We’ve seen that recently, big houses built by people in the 1990s. Mortgaged, but the qualifications came from the fact that they were turning over good profits in the stock market - not simply their salary and that they had significant assets in the market. They had enough wealth on paper to get a large loan. Stock market crashes and now there isn’t the wealth there to cash in to make up for the lost cashflow they were making on trading, and often market crashes come with recessions - job losses, business closings.

Couple of quick questions (by the way, I’m damn impressed with the way this has been explained – I’ve never been able to understand it as well as right now!)

  1. Is it now illegal to borrow money for the specific purpose of investing in stocks, etc? I’ve never tried, and never thought to ask my friendly neighborhood banker.

  2. Was the U.S. dollar actually still sound through the crash and the depression that followed?

Certainly, you can borrow money from a bank, or via your mortgage, and invest the money in stocks if you’re so inclined.

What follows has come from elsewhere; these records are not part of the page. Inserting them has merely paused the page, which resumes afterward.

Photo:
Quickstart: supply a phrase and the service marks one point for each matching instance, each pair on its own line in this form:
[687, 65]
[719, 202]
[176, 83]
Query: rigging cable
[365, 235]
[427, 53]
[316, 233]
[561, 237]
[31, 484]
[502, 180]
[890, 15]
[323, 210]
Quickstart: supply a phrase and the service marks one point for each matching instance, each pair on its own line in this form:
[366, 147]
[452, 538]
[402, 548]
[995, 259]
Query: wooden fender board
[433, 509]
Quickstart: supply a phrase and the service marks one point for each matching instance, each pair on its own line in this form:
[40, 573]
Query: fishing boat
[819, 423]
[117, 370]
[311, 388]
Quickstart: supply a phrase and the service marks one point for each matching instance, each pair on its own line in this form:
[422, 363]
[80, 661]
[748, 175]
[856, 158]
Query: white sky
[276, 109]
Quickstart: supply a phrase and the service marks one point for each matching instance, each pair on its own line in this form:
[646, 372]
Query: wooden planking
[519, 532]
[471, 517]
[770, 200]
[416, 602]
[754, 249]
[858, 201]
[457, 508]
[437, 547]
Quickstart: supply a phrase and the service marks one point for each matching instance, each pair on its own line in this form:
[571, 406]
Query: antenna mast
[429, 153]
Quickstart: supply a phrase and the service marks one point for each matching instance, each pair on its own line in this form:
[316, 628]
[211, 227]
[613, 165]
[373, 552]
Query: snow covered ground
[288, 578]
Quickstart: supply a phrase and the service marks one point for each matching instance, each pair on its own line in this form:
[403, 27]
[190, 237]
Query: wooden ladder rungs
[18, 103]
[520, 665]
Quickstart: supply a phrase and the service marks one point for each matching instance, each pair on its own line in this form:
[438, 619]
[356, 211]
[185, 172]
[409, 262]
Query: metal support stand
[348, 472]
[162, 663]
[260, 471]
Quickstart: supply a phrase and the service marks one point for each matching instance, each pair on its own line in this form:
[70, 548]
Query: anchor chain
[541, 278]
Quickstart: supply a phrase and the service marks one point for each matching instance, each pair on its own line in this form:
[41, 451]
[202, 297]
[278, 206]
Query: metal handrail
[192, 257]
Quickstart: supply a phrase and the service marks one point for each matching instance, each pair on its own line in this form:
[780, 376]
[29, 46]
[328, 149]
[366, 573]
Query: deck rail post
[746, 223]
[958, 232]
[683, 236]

When you show up at the broker, he won’t ask, “Is this your money, or did you borrow it?”

However, you’re now limited in how much stock you can buy on margin–that is, via a loan directly from the broker, collateralized by the stock itself. The requirements can be complicated, but in general, you have to put up at least 50% of the purchase price in either cash or paid-up securities.

Keep in mind that soundness meant something different in 1929, when most countries were on a gold standard. Nowadays we measure “soundness” by a currency’s value against other currencies. In 1929, exchange rates were fixed, and currencies were convertible at a fixed rate into gold.

Under such a regime, an “unsound” currency is one whose holders would prefer to exchange it for gold, leading to a run on central bank gold stocks. Fears of a devaluation can become self-fulfilling, as fear leads more people to exchange dollars for gold, putting pressure on gold stocks, creating more fear of a devaluation, and so forth.

Even though prices were falling during the Great Depression, the dollar became “unsound”, a run on the Treasury began, and the United States had to go off of the gold standard in 1933.

Something ralph124c may not understand is that stocks normally (and IMHO almost always should) pay out dividends and are not reliant solely on stock price. Companies that do better pay out more dividends. Investors will be willing to pay out different amounts (or sell stocks for certain amounts) based on how well they expect the company to pay out and how long they want to keep it. There’s no reason that anyone has to lose, although if they misjudge the company’s value or stability, or find they need to sell early for some reason.

This was the essential problem behind episodes of wild inflation. Once the conceopt of value is cut off from any grounded measure, it no longer connect to reality in any meaningful way, except custom. And customs change.

Despite some minor exchanges of opinion, this is not really a debate and seems better suited to General Questions. (Now don’t start squabbling so those Mods have to send it back.)

[ /Moderating ]

Super-villains were involved.

I’d say more, but professional courtesy forbids me.

Perhaps you mean “made out like bandits.”